Geographic representation audit
Source:R/audit-geographic.R, R/audit-print.R
sm_audit_geographic.RdAudits the geographic distribution of a corpus, tabulating the representation of countries, regions, or World Bank income tiers. The analysis can be weighted by work count, total citations, first-authorship, or corresponding authorship.

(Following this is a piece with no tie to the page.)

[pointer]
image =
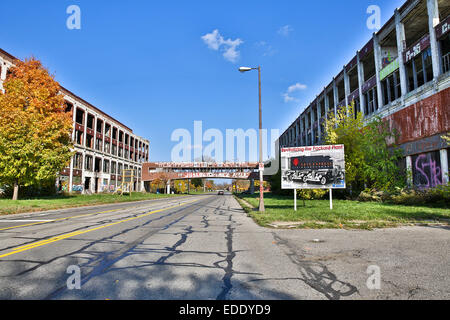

The result includes a Gini coefficient for concentration and a coverage metric (proportion of works with known geography).
Usage
sm_audit_geographic(
corpus,
by = c("country", "region", "income_tier"),
weight = c("count", "citations", "first-author", "corresponding"),
call = rlang::caller_env()
)
# S3 method for class 'sm_audit_geographic'
print(x, ...)Arguments
- corpus
An
sm_corpusobject.- by
Character. Grouping variable:
"country"(ISO 3166-1 alpha-2 codes from authorships),"region"(from institutions table), or"income_tier"(World Bank income classification from institutions).- weight
Character. How to weight each work:
"count"(one per work),"citations"(weighted by cited_by_count),"first-author"(only first-author affiliations),"corresponding"(only corresponding-author affiliations).- call
Caller environment for error reporting.
- x
An audit object to print.
- ...
Ignored.
Value
An sm_audit_geographic S3 object containing:
- distribution
Tibble with columns
group,count,pct,citations.- gini
Gini coefficient of the distribution.
- coverage
Proportion of works with at least one known geography.
- by
The grouping variable used.
- weight
The weighting method used.
x invisibly (print methods).
See also
Other audit:
print.sm_audit_summary(),
sm_audit_funding(),
sm_audit_gender(),
sm_audit_oa()
Examples
corpus <- sm_example_corpus()
geo <- sm_audit_geographic(corpus)
print(geo)
#>
#> ── <sm_audit_geographic> ───────────────────────────────────────────────────────
#> Grouping: country
#> Weighting: count
#> Coverage: 100% of authorships have known geography
#> Gini coefficient: 0.143
#>
#>
#> ── Distribution (top 10)
#> DE: 77 (10.2%) [1204 cit.]
#> AU: 50 (6.62%) [727 cit.]
#> FI: 49 (6.49%) [771 cit.]
#> NO: 43 (5.7%) [524 cit.]
#> IT: 41 (5.43%) [571 cit.]
#> GB: 40 (5.3%) [572 cit.]
#> CA: 38 (5.03%) [647 cit.]
#> DK: 38 (5.03%) [576 cit.]
#> NL: 37 (4.9%) [530 cit.]
#> BR: 35 (4.64%) [556 cit.]
#> ... and 10 more
#>
#>
#> ── Limitations
#> • Country codes are derived from author affiliation metadata, which may be
#> incomplete or inaccurate.
#> • Multi-country affiliations may be under- or over-counted depending on the
#> data source.
#> • Region and income tier classifications rely on institutional metadata which
#> may not be populated for all works.
#> • Geographic representation does not capture diaspora researchers or
#> researchers with affiliations in multiple countries.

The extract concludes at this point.